The first remedy is to make sure that the union between the trunk and the rootstock is above ground. If it is buried, roots will grow from the trunk and the restricting effect of the rootstock will be reduced, or even completely overpowered. If you find that the union is covered, scrape away the soil and cut off any roots that are growing from the trunk. The soil should not be replaced or exactly the same thing will happen in a year or two.
If the union is not buried, try altering the; assuming, that is, that you feed the tree. A common cause of excessive vigour is too much nitrogen. If, therefore, the nitrogen content of the fertiliser is higher than the potash level, change to one with more potash, such as a tomato or rose food. In cases of extreme vigour, it may pay to give potash alone in the form of sulphate of potash. This method is effective, but it may take a year to show results.
In the section on weeds, mention was made of using grass to control the vigour of trees. Grass seed is sown beneath over-vigorous trees in the spring. As the grass grows, it ‘steals’ some of the fertiliser and moisture from the ground that would otherwise have found its way down to the tree roots. This is a very quick way of altering the vigour of the tree and the opposite (getting rid of grass or weeds) is equally effective at increasing growth. The more ryegrass there is in the seed mixture, the greater the effect. Once the tree starts, or resumes, cropping, the grass can be cut hard or even killed or dug in.
These actions, either singly or in combination, will nearly always induce a tree to crop, but there are times when they will not.

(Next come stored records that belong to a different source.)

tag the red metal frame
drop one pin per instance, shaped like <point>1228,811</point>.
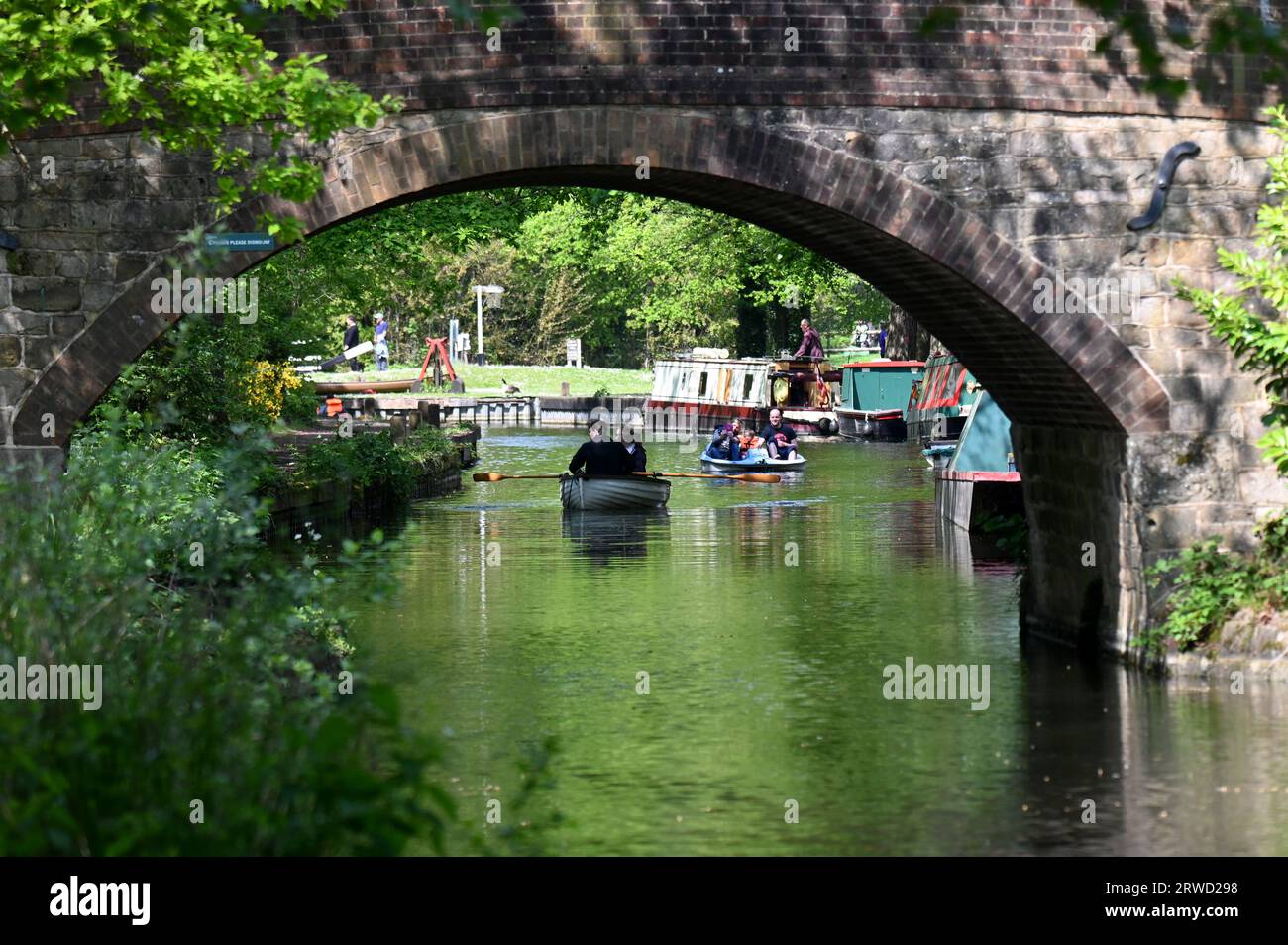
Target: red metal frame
<point>437,347</point>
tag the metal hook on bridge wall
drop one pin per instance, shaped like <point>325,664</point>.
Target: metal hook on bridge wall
<point>1173,156</point>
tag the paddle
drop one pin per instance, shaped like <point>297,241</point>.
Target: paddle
<point>498,476</point>
<point>743,476</point>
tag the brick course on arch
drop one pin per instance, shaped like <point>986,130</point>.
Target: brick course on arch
<point>970,287</point>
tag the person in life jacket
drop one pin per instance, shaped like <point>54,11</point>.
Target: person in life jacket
<point>725,442</point>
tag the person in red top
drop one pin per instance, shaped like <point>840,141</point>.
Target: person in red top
<point>811,345</point>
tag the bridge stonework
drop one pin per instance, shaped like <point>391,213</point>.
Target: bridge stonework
<point>958,178</point>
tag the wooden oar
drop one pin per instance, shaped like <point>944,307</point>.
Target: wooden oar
<point>498,476</point>
<point>742,476</point>
<point>771,477</point>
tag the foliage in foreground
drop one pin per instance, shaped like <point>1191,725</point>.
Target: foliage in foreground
<point>219,674</point>
<point>1239,319</point>
<point>1211,586</point>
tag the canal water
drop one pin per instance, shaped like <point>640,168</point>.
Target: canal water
<point>715,678</point>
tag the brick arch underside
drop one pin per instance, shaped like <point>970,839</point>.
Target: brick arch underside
<point>966,284</point>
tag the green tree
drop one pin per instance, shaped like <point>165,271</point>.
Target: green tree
<point>192,76</point>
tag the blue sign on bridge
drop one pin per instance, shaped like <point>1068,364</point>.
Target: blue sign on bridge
<point>240,241</point>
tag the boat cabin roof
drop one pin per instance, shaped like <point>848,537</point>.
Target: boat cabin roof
<point>887,364</point>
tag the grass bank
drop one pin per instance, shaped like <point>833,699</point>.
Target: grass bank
<point>533,380</point>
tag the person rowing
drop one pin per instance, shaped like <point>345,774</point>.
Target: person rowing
<point>780,438</point>
<point>601,459</point>
<point>634,448</point>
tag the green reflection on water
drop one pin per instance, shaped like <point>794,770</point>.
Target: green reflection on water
<point>765,679</point>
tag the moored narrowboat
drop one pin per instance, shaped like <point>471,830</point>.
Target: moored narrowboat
<point>980,479</point>
<point>708,387</point>
<point>874,396</point>
<point>941,399</point>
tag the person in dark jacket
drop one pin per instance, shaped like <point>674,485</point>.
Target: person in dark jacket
<point>634,448</point>
<point>600,459</point>
<point>811,345</point>
<point>351,339</point>
<point>780,438</point>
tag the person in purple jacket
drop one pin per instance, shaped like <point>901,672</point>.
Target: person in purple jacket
<point>811,345</point>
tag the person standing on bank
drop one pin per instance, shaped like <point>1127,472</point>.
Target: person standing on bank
<point>351,340</point>
<point>381,348</point>
<point>600,459</point>
<point>811,345</point>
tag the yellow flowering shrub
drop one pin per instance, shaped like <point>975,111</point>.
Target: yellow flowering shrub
<point>266,387</point>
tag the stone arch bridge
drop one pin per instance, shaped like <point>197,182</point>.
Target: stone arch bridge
<point>956,172</point>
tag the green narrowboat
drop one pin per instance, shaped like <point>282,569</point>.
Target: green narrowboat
<point>874,396</point>
<point>980,479</point>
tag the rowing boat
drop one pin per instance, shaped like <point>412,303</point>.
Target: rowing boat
<point>606,493</point>
<point>759,460</point>
<point>364,386</point>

In this case, the remedy could be root pruning.
First, dig out a trench around the tree so that the inside is some 3ft (1m) out from the base of the trunk. The trench should be 2-3ft (60cm- 1m) wide. While you are digging out the trench, save the small and fibrous roots and tie them back out of the way. These will be needed later to keep the tree alive; we want to reduce its vigour, not destroy it.
Any roots thicker than about 2in (5cm) across should have a section the width of the trench cut from them. This is needed to stop the two ends joining up again, as has been known to occur where only a single cut was made. It also gets them out of the way and makes any further digging easier. It will normally be sufficient to dig to 2ft (60cm) deep, but undercut any thick roots you find going straight down; these are often the very ones that are causing the excessive vigour.
Once the operation is over, the trench should be refilled and the retained roots released and spread out carefully as the soil level rises. Firm them in well as you go.
The tree will need staking and should be watered during the following summer if there is the slightest indication that it is suffering.
Always root prune in the winter when the tree is dormant.
The final line of attack is ‘bark ringing’. This should only be carried out if all else has failed. It involves removing a complete ring of bark from around the trunk of the tree so that the flow of sap is all but halted (hence its use as a last resort; it can be lethal if carried out carelessly).
The width of the ring (top to bottom) should never exceed 1/2in (1.25cm), even on the largest tree, and the wound must be bound with sticky tape immediately after removing the ring to prevent it drying out In the normal course of events, this has such a dramatic effect on the tree that fruit buds are often formed in profusion in the year after ringing for fruiting a year later. Don’t let this encourage you to bark ring unnecessarily though; it’s still a tricky business.